Shopping for bare-root grapevines? As you consider varieties, think about:
• Whether you prefer table grapes, raisin grapes or wine grapes. (Many wine and raisin grapes are delicious fresh, too.)
• Seeded or seedless
• Which varieties are best suited to your region, sun and soil
• Having a strong structure in place before planting. Grapevines grow to be very heavy. Plant them alongside a fence, sturdy trellis, pergola, patio cover, etc.
• Plant only green grapes to cover a patio or pergola; red and purple grapes stain patios, sidewalks and outdoor furniture when they fall (which is inevitable).
- Prune existing grapevines.
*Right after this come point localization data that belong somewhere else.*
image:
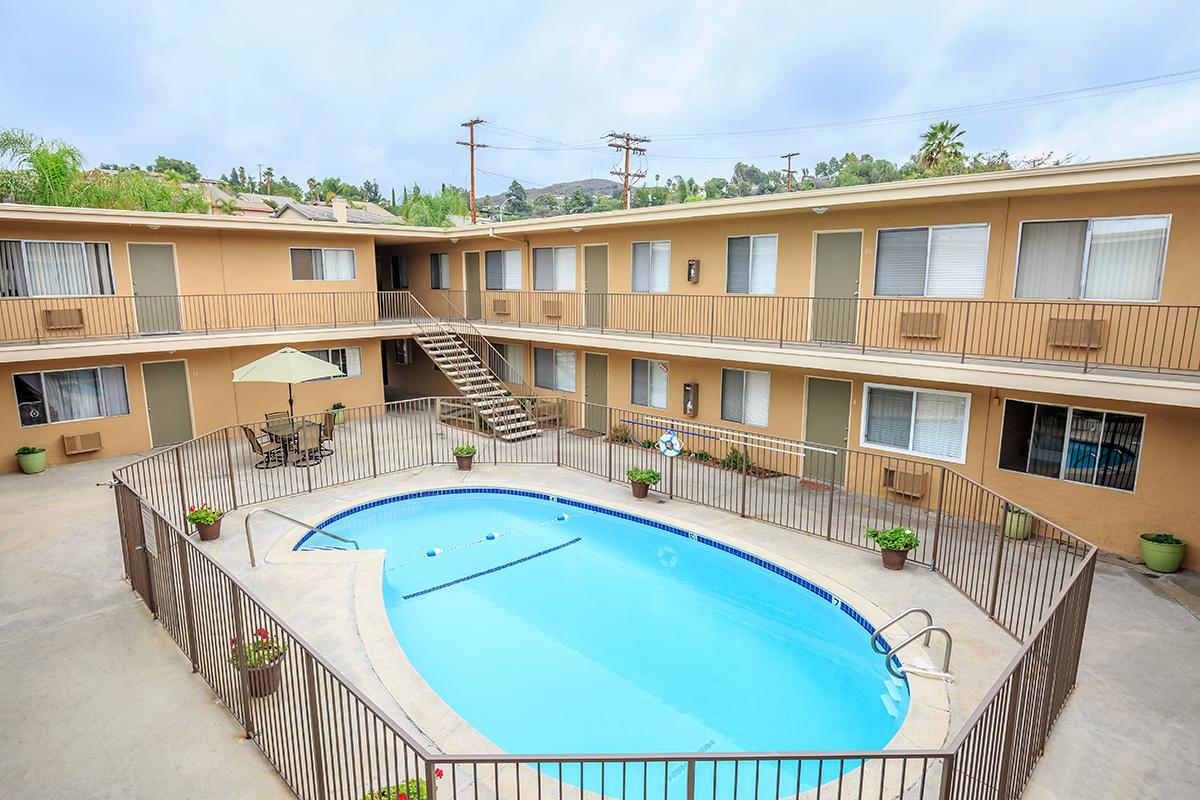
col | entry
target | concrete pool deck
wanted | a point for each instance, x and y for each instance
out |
(100, 699)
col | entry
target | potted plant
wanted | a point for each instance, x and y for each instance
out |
(1163, 552)
(262, 655)
(1018, 522)
(465, 455)
(31, 459)
(894, 545)
(642, 480)
(207, 521)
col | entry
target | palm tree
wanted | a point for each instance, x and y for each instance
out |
(51, 166)
(940, 142)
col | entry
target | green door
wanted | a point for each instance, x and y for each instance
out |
(471, 265)
(826, 422)
(155, 290)
(167, 402)
(595, 391)
(835, 287)
(595, 284)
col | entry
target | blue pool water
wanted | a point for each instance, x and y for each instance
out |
(576, 630)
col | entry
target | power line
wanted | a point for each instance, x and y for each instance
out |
(630, 144)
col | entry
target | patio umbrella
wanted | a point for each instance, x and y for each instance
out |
(286, 366)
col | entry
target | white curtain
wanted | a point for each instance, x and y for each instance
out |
(958, 260)
(1050, 260)
(57, 268)
(939, 425)
(73, 395)
(1126, 258)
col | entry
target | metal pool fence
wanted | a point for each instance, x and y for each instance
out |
(328, 740)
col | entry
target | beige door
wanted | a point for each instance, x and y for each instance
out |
(595, 391)
(155, 289)
(595, 284)
(471, 265)
(167, 402)
(826, 422)
(835, 287)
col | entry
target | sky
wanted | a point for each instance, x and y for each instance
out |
(378, 90)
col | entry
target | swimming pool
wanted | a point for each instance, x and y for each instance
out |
(553, 625)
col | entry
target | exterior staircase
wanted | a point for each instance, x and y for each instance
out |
(479, 385)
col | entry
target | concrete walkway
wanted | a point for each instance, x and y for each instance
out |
(100, 701)
(97, 701)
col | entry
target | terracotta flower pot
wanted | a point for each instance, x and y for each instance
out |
(208, 533)
(894, 559)
(265, 680)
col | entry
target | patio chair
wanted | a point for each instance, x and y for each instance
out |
(307, 447)
(271, 453)
(327, 433)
Cut vines back, leaving just one or two side branches (called “laterals”). Shorten each side branch to just one or two “nodes,” which look like joints but are actually scars from fallen leaves. The nodes will sprout new branches to bear this summer’s crop.
- Harvest citrus now, including limes, kumquats, mandarins, grapefruits, lemons, tangelos and navel oranges. Citrus are ripe when they taste ripe; don’t rely on their color to tell you when they are ready to eat.
- Start fertilizing citrus and avocado with organic citrus and avocado food. Granulated fertilizers are easiest to use, but liquids work just as well. Follow label directions.
- Finish pruning and spraying deciduous fruit trees such as peaches, pluots, apples, pears, persimmon, etc., before you notice buds swell and leaves peak out.
- Once deciduous fruit trees show signs of life, feed them with fruit tree fertilizer. Granular or liquid organic formulations are best. Always follow label directions.
- Keep up with weeds. Hoe them, smother them with mulch, yank them out.
- Weeds are frustrating, but here’s what not to use to kill weeds: bleach, salt, salt water, oil, gasoline, any kind of petroleum product, household disinfectant, Epsom salts. All these products destroy your garden soil. Some are long-term toxins, too.